Senator Jeff Sessions, a judicial reject with a chip on his shoulder the size of his native Alabama, is a cheerleader for this nonsense. Here is his take on Liu: “His record reveals that he believes the Constitution is a fluid, evolving document with no fixed meaning.” Duh, Senator. What else could it be? Finding the binding intent of the long since dead in mere words is the most active form of necromancy. And it begs the larger question you refuse to answer: why should we the living venerate the words of the dead, who, among other things, held slaves? (I know, Jeff; Alabama is not now what it once was: oh, those fantasies of golden ages long since passed.)
I was not an enthusiastic supporter of Liu’s. He is young, 40, and, as near as I can tell, has never practiced as a lawyer. Yes, he’s wicked smart and creative. But until you’ve stood in the well of the court and faced a judge or jury, the law is little more than a parlor game. I don’t trust judges who preach what they have never practiced. I might have voted against Liu on grounds that he lacked the requisite experience to make judgments about what goes on in a courtroom. Putting him on the bench would be akin to placing some idiot savant in an operating room who could recite chapter and verse out of leading surgical texts, but had never once held a scalpel.
Senate Republicans took issue with Liu for remarks he made about then Supreme Court nominee Samuel Alito when Alito faced confirmation. Liu challenged Alito’s activism, his willingness to justify the creation and exercise of bold new powers for the executive. Here’s what Liu said: “Judge Alito’s record envisions an America where police may shoot and kill an unarmed boy to stop him from running away with a stolen purse; where federal agents may point guns at ordinary citizens during a raid, even after no signs of resistance.”

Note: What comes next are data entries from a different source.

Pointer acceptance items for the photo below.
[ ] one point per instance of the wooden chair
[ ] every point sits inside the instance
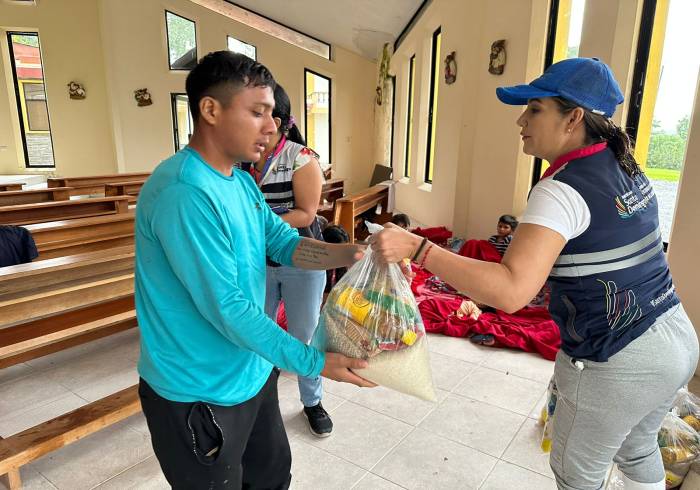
(350, 207)
(24, 214)
(11, 198)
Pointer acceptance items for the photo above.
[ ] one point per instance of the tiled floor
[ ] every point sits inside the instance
(482, 434)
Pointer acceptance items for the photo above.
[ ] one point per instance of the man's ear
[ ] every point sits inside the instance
(209, 109)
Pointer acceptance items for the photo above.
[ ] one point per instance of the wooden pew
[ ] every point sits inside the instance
(25, 214)
(10, 198)
(94, 184)
(130, 189)
(52, 305)
(29, 445)
(36, 290)
(350, 207)
(74, 236)
(331, 191)
(37, 338)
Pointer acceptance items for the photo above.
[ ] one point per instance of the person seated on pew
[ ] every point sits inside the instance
(209, 355)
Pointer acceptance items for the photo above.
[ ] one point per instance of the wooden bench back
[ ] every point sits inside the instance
(11, 198)
(74, 236)
(24, 214)
(94, 184)
(40, 289)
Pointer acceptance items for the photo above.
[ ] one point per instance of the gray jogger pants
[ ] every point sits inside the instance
(612, 411)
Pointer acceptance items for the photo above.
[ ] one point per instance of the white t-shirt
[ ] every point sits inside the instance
(559, 207)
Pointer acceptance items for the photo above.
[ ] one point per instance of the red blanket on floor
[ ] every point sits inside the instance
(530, 329)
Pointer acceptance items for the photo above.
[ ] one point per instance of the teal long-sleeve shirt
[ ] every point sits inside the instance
(201, 242)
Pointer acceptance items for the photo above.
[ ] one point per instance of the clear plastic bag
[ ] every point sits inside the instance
(547, 416)
(371, 314)
(687, 406)
(680, 447)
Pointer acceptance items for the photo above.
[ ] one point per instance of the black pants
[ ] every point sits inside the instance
(204, 446)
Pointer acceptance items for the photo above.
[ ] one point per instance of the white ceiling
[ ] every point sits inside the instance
(361, 26)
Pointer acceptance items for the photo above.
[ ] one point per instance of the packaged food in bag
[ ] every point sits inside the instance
(687, 406)
(372, 314)
(547, 416)
(680, 447)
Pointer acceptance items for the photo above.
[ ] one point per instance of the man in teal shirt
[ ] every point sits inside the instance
(208, 387)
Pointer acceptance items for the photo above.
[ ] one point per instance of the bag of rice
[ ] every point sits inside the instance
(680, 447)
(371, 314)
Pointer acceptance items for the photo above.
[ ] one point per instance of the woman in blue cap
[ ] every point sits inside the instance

The Senate was in an uproar over these remarks. But yet, that is exactly what is happening in our courts. This authoritarian jurisprudence, the product of a robust judicial activism, is sweeping through the federal courts. In the past decade and a half, the doctrine of qualified immunity, a creation of a very active and conservative bench, has ravaged federal civil rights actions, making it increasingly more difficult for ordinary citizens to advance civil rights claims in the federal courts. The conservatives like this just fine and dandy. They don’t call it activism when changes in judicial interpretation advance their agenda. When you agree with the outcome, it accords with the founder’s intent.
This sort of specious reasoning was last fully on display in the Scopes monkey trial in Dayton, Tennessee in the 1920s. That’s when Clarence Darrow cross-examined William Jennings Bryan, reducing the Biblical fundamentalist to stuttering declarations of faith. When will the originalists meet their Dayton?
Senator Sessions is an activist, and a hypocrite. Goodwin Liu was perhaps not fit for the bench because he lacked courtroom experience. The only sort of judicial activism that should matter in confirmation hearings is whether a judge has experience with the activity that goes on in a courtroom. The rest is simple balderdash and stupidity.